Advertising stunk in the first quarter
First quarter estimates released by The Nielsen Co. showed spending declined 12 percent to $12.9 billion, lead by double-digit declines in magazines, radio, outdoor and newspapers. Cable TV dropped 2.7 percent while network TV fell 4.8 percent and Internet display ads were off 3.4 percent. Though search was not measured by Nielsen in its report, it is not immune from the overall economy.
Interestingly, one of the few bright spots was in the direct response area, which gained 14 percent. These are spots for companies such as The Video Professor, The Snuggie and Rosetta Stone. Fast food joints were also heavy spenders, jumping 7.7 percent.
Nielsen does not give projections but it's unlikely that they will improve significantly this year. Advertising is the first thing that gets cut when the economy goes south and the last thing to get restored when things rebound. For radio, magazines and newspapers, their goal of regaining advertising dollars will be especially difficult. Many advertisers have switched from traditional media to the internet.
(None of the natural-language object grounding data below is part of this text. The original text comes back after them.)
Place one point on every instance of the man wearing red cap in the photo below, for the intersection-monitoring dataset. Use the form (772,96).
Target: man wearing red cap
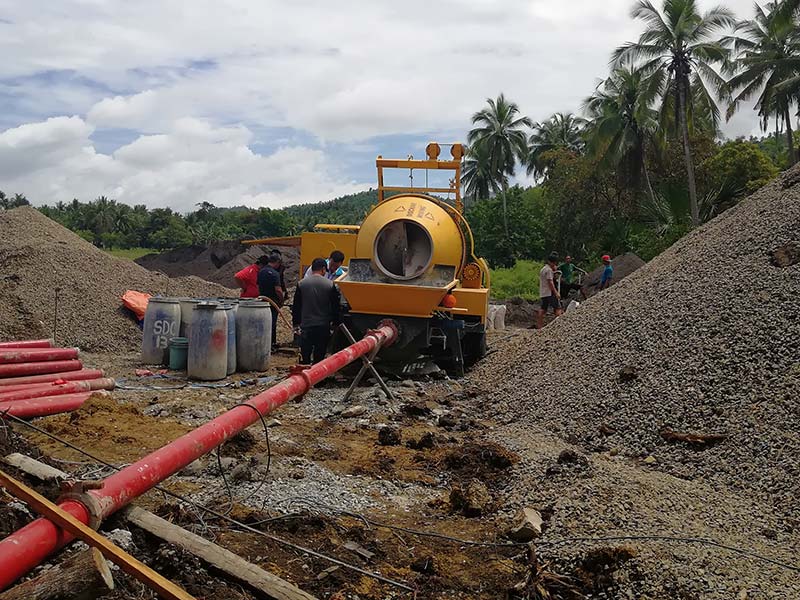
(608,273)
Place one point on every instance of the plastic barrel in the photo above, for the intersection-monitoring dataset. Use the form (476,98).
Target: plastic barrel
(162,322)
(178,353)
(187,309)
(208,343)
(231,314)
(253,335)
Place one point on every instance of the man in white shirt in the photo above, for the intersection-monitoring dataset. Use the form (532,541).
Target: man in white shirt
(548,293)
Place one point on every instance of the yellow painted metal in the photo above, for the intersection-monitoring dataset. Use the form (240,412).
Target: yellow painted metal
(448,243)
(392,298)
(476,301)
(320,244)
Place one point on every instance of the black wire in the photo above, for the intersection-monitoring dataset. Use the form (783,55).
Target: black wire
(218,514)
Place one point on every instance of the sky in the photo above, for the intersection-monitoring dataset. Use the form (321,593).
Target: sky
(266,103)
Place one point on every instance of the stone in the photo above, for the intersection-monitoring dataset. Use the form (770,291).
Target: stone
(528,527)
(353,411)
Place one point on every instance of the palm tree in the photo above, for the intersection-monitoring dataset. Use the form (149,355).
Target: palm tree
(622,121)
(500,129)
(766,49)
(479,180)
(562,130)
(678,44)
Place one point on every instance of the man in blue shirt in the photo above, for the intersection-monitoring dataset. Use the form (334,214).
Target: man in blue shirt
(608,273)
(334,266)
(269,285)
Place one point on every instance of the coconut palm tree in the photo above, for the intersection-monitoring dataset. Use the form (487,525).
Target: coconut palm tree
(677,41)
(622,121)
(767,58)
(562,130)
(500,130)
(477,176)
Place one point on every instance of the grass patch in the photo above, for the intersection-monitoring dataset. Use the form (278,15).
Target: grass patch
(130,253)
(521,280)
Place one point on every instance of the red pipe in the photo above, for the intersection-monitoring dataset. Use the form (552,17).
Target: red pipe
(56,389)
(37,368)
(23,550)
(12,355)
(80,375)
(42,407)
(28,344)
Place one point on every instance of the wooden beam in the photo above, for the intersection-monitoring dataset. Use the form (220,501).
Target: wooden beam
(226,561)
(66,521)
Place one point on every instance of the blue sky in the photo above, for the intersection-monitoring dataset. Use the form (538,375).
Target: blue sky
(266,103)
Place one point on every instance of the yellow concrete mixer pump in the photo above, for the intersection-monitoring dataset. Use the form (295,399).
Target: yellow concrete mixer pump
(412,259)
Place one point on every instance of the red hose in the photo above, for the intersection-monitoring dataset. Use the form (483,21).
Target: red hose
(42,407)
(52,389)
(38,368)
(28,344)
(23,550)
(12,355)
(80,375)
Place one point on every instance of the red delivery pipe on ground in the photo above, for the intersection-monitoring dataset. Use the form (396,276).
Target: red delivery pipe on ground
(12,355)
(42,407)
(28,344)
(23,550)
(51,389)
(80,375)
(22,387)
(38,368)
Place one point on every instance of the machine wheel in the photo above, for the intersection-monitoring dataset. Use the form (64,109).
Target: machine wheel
(474,346)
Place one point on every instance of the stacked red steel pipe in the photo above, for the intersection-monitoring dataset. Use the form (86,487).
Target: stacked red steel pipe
(37,379)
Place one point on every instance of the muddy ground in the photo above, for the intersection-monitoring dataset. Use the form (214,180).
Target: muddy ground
(397,488)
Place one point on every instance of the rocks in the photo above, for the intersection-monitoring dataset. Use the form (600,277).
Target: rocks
(353,411)
(528,527)
(389,436)
(472,500)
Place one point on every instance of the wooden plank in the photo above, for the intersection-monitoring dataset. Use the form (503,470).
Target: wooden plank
(125,561)
(224,560)
(33,467)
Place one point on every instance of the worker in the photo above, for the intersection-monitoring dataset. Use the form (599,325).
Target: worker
(567,270)
(315,311)
(333,266)
(269,286)
(247,278)
(548,293)
(608,273)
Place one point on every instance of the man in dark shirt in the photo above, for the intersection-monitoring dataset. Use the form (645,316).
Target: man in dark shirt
(315,310)
(269,286)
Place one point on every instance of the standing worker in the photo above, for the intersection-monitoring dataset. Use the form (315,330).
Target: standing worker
(315,311)
(547,290)
(333,266)
(269,286)
(608,273)
(247,278)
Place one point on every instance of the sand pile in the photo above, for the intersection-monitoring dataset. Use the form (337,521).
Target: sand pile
(218,262)
(38,255)
(704,339)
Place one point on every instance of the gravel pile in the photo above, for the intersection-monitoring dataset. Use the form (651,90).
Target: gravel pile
(38,255)
(217,262)
(704,339)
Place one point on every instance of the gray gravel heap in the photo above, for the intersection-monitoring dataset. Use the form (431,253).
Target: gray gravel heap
(711,332)
(38,255)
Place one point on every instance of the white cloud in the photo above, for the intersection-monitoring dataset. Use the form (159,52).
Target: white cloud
(190,163)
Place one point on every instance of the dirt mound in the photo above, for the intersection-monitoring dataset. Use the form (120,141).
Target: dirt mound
(38,255)
(708,336)
(218,262)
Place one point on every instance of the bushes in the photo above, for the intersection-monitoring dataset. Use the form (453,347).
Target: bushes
(521,280)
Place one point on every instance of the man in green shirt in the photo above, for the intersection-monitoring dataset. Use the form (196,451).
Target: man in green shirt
(567,276)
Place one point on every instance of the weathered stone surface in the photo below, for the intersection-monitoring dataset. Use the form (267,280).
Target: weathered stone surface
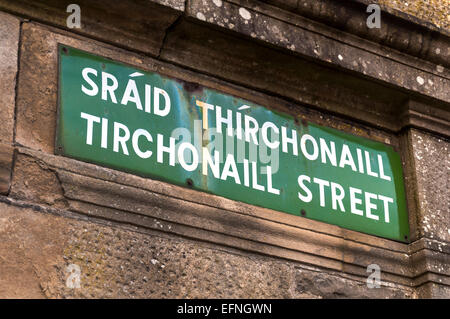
(6,159)
(280,74)
(9,46)
(37,87)
(255,21)
(312,284)
(115,262)
(135,24)
(431,157)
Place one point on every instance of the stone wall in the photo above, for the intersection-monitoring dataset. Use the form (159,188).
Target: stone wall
(133,237)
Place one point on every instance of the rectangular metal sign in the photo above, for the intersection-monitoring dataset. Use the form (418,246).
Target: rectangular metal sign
(154,126)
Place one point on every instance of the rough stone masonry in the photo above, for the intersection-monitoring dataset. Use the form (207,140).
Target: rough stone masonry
(126,236)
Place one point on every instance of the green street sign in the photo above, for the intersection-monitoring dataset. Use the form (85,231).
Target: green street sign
(154,126)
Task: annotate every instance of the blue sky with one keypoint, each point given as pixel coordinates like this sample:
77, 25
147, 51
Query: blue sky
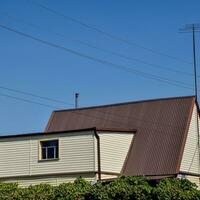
33, 67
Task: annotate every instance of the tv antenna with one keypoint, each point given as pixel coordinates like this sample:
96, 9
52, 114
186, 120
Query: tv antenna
193, 28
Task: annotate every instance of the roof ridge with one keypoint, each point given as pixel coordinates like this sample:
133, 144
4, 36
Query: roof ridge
123, 103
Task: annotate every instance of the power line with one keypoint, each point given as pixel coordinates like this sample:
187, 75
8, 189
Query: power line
56, 100
27, 100
34, 95
105, 62
109, 35
130, 58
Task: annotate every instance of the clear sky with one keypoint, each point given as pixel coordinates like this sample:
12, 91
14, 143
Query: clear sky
144, 37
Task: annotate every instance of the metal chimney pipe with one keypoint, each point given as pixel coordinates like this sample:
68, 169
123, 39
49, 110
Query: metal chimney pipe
76, 100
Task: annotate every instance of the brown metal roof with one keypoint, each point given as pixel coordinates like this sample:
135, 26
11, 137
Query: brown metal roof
161, 125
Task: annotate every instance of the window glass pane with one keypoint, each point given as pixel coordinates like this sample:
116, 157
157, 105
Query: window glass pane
50, 143
49, 149
51, 152
44, 153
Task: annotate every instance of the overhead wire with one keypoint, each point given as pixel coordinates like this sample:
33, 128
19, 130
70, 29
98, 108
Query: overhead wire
101, 61
130, 58
112, 36
67, 103
34, 95
28, 101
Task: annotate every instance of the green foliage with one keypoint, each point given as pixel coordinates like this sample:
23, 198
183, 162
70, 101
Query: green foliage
176, 189
122, 188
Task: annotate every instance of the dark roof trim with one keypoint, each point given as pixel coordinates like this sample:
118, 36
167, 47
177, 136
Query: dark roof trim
67, 131
189, 173
117, 130
124, 103
46, 133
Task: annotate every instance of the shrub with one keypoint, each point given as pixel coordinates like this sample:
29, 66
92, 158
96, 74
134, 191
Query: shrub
123, 188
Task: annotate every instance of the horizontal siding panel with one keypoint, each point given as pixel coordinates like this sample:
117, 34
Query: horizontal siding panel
14, 157
190, 160
114, 148
55, 180
20, 157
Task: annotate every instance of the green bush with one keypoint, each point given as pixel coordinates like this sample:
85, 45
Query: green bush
122, 188
175, 189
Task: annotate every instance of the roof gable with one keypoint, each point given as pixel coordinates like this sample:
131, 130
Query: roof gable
161, 130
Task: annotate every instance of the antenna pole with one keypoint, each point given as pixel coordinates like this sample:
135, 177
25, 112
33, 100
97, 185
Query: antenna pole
194, 61
188, 29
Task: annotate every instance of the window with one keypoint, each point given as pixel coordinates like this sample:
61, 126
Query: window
49, 149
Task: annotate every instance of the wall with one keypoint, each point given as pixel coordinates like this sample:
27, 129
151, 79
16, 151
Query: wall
52, 180
114, 148
190, 159
19, 156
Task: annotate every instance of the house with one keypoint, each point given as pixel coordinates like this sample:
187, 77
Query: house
155, 138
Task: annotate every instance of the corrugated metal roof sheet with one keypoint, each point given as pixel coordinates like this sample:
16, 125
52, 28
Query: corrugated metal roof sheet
161, 130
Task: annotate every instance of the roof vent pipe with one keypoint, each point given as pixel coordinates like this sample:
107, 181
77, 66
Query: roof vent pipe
76, 100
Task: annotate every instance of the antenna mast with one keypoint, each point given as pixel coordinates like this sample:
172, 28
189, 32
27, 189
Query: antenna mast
193, 28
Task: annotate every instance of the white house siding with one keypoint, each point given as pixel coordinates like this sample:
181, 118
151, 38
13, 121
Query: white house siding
19, 156
114, 147
14, 157
76, 152
190, 160
55, 180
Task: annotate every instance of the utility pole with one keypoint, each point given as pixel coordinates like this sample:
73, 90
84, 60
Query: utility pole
193, 28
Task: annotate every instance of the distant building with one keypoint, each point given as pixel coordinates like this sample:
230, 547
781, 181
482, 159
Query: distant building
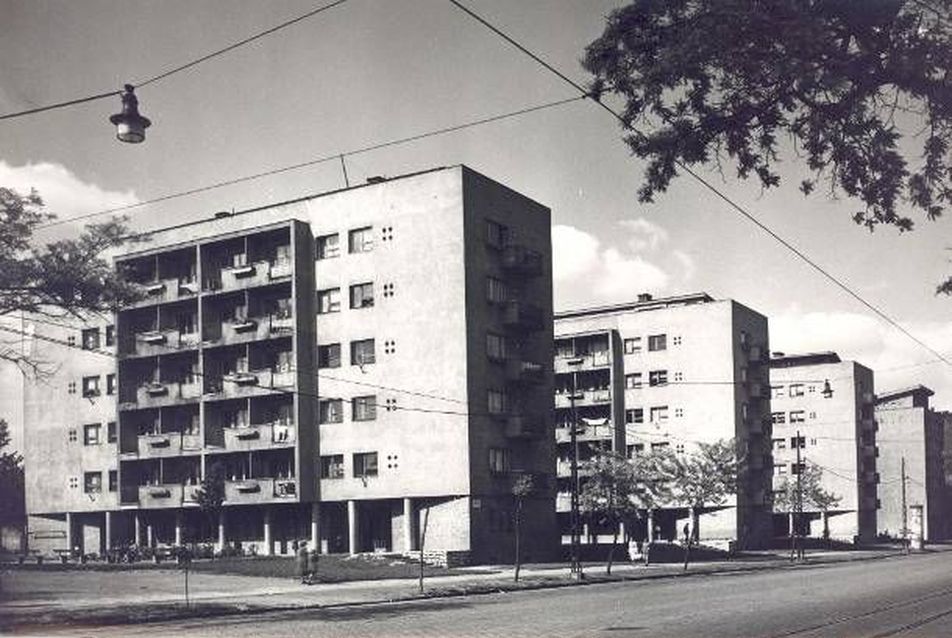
354, 363
910, 433
835, 432
668, 372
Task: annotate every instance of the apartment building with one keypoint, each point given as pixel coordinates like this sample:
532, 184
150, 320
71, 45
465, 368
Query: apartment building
358, 365
824, 406
668, 372
911, 438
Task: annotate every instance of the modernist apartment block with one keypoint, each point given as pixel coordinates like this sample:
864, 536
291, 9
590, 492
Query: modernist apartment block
824, 406
360, 366
911, 437
668, 372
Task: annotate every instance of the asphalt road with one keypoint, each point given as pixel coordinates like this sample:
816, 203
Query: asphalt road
900, 596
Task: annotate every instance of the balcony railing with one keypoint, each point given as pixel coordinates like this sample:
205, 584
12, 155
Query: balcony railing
262, 435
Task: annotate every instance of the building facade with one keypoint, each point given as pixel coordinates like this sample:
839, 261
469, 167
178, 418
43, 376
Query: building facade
668, 372
352, 364
824, 406
911, 440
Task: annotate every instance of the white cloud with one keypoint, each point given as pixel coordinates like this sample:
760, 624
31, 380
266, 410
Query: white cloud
63, 193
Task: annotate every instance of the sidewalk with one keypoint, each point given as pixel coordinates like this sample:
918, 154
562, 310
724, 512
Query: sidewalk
32, 598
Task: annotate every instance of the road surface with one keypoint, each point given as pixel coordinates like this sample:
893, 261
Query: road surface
898, 596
In addition to the economy, this year lacks big events such as a presidential election or the Olympics. Spending would have gone down anyway without the worst financial crisis since the Great Depression.
The result is that the world of advertising has been turned upside down. The world must have gone mad when ubiquitous pitchman Billy Mays is starting to become a more influential advertiser than General Motors (GMGMQ).